Ничего не случилось… | страница 4
— Все такие нервные стали! Таможенник еще за версту, а в штаны уже наложили.
— Я береговая крыса, — помедлив, ответил пассажир.
«Ну, это ты, пижончик, расскажи кому-нибудь другому! В бане, где все голые, ты меня, может, и надул бы, да только не здесь! Ваших сразу отличишь: джинсы — из самых дешевых, но по крайней мере с десятком лишних «молний», куртка в надписях вдоль и поперек, а пощупаешь — так, ерундовая синтетика. Не отваливают вам валюты, не отваливают сколько вам хотелось бы!»
Колонна машин медленно тронулась с места.
Объездная дорога была неасфальтированной — такси переваливалось из ямы в яму.
— Куда ехать-то?
— В Саркандаугаве… Небольшая улочка… я покажу… Рядом с новым кинотеатром…
— Я имею право не ехать, если мне не говорят адрес!
— Как-нибудь столкуемся…
Вот это уже другой разговор. Наконец-то. Как человек с человеком.
И хотя шофер добился своего — они Лак будто поладили, но он все больше злился на моряка.
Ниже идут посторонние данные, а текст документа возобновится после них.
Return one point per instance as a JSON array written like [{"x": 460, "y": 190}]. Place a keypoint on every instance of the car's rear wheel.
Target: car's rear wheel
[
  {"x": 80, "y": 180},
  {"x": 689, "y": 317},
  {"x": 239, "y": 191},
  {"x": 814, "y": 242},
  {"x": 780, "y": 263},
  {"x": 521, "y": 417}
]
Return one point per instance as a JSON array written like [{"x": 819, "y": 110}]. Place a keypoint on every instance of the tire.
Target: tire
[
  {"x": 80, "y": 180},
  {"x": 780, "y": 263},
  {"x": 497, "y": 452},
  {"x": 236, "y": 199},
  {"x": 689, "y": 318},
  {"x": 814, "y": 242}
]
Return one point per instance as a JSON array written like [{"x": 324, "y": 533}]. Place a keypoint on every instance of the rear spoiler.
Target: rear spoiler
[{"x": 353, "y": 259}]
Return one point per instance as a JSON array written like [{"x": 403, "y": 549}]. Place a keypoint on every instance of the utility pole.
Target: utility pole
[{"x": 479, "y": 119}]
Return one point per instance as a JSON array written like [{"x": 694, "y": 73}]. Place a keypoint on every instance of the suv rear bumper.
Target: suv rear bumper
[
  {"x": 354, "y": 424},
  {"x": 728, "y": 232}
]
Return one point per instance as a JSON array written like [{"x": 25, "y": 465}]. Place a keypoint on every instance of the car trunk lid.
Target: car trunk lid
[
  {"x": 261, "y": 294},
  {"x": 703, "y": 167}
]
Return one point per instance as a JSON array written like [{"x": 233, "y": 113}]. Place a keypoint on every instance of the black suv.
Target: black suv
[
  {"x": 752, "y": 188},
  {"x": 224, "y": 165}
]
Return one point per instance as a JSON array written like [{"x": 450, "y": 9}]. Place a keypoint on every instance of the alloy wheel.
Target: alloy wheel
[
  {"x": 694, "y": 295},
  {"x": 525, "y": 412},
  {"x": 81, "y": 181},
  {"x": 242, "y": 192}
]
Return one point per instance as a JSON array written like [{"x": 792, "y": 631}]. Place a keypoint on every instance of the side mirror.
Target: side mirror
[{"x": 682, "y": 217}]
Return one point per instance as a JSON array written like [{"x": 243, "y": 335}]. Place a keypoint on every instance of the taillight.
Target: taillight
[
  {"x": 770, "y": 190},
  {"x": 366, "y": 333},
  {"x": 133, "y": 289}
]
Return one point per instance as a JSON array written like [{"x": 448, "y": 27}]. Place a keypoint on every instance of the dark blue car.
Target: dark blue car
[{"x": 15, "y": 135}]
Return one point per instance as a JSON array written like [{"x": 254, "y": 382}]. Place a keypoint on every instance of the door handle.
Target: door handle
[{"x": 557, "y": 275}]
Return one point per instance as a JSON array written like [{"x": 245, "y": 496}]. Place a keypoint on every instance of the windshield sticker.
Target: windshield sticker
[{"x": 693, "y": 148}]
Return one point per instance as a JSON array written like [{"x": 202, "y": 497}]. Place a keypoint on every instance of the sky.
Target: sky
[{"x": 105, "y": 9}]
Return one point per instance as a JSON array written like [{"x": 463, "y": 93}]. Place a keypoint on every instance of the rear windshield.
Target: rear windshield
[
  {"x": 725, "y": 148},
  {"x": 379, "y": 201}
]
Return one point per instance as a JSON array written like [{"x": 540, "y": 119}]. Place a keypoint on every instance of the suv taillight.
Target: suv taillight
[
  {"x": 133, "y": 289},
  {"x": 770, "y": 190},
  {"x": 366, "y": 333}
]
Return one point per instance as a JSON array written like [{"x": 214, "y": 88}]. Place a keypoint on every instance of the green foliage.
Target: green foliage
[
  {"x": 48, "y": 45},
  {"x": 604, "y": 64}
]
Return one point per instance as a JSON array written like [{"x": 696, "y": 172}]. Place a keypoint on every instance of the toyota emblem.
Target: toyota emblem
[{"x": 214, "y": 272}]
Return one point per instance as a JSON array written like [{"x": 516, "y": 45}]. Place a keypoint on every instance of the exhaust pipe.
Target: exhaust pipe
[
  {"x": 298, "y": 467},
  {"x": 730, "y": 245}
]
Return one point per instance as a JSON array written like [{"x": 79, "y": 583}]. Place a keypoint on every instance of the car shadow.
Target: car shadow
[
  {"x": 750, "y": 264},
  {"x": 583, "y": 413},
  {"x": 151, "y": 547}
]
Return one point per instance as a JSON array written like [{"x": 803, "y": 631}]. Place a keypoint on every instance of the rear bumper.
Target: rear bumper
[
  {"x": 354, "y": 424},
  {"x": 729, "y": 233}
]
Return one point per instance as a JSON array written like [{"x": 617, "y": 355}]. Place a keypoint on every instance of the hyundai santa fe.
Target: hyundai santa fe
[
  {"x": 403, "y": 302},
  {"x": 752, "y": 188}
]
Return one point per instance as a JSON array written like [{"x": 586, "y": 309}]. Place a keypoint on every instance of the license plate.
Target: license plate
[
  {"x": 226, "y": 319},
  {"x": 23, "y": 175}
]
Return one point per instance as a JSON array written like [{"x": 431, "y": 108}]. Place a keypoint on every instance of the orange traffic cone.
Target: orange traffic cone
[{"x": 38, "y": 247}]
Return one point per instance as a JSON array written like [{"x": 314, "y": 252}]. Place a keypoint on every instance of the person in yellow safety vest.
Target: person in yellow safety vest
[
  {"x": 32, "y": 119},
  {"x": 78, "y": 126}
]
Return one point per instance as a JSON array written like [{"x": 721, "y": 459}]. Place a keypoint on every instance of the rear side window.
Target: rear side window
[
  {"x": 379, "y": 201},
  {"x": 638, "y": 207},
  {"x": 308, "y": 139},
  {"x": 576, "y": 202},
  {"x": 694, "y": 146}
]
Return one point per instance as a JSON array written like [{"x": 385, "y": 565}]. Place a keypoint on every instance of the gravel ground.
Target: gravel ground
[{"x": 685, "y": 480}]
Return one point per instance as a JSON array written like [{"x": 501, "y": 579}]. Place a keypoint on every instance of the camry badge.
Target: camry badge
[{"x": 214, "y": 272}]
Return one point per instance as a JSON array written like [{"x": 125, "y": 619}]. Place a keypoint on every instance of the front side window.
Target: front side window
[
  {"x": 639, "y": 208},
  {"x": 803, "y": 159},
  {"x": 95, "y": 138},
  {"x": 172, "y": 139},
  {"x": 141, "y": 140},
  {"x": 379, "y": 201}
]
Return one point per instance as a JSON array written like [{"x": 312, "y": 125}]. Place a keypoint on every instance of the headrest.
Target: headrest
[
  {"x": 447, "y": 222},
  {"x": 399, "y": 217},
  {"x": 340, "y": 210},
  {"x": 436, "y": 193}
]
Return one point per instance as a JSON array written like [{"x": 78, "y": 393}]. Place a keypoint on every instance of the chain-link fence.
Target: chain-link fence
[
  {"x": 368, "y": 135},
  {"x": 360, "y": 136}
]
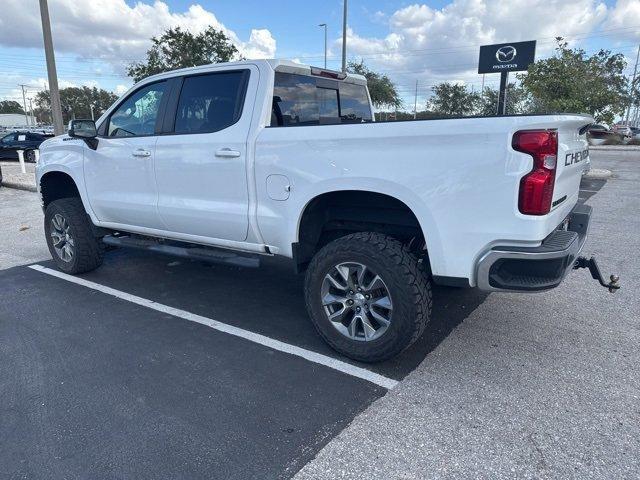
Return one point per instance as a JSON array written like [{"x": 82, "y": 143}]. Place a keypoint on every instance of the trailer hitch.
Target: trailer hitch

«Он мне будет рассказывать! Будто я не вижу, что на тебе надето, в каком месте остановил такси — от угла Петерсалас до ворот порта каких-нибудь три минуты ходьбы… И что кладешь в багажник тоже вижу! Я таких каждый день пучками вожу! И вообще — чего он со мной в прятки играет? Если уж проскочил со своим ящиком мимо вахтера — из порта иначе и не выйдешь — тогда все официально и нечего мне заливать!
А может… Может, этот «Панасоник» ты спер у какого-нибудь дружка на судне? Чего ж дергаешься? Ха-ха! А что, не может быть такого? Все вы бандиты и сволочи, у всех у вас на уме одни гешефты, деньги да шлюхи!
Моряки, едва сойдут на берег, становятся болтливыми, дарят жевательную резинку, угощают американскими сигаретами, ржут и валяют дурака, а этот сидит как пень… Неужто в самом деле стибрил? — Шофер присмотрелся к пассажиру. — А может чего и похуже натворил?..»
Пассажиру можно было дать года двадцать три, может, даже двадцать пять: щеки еще сохранили детскую округлость, а кожа свежая, розовая. Рост ниже среднего, но парень широкоплечий и спортивный, у такого силы достаточно. Черный пышный чуб как у завзятого гитариста, волосы — почти до воротника — зачесаны назад, обвислые усы вдоль уголков рта делали его лицо не старше, как он, видно, сам надеялся, а наоборот — мальчишеским.
«Глаза уж слишком бегают», — констатировал шофер и встревожился.
Пересекли трамвайную линию, остановились на улочке, вымощенной булыжником, под высокой голой липой, с ветвей которой стало капать на крышу машины.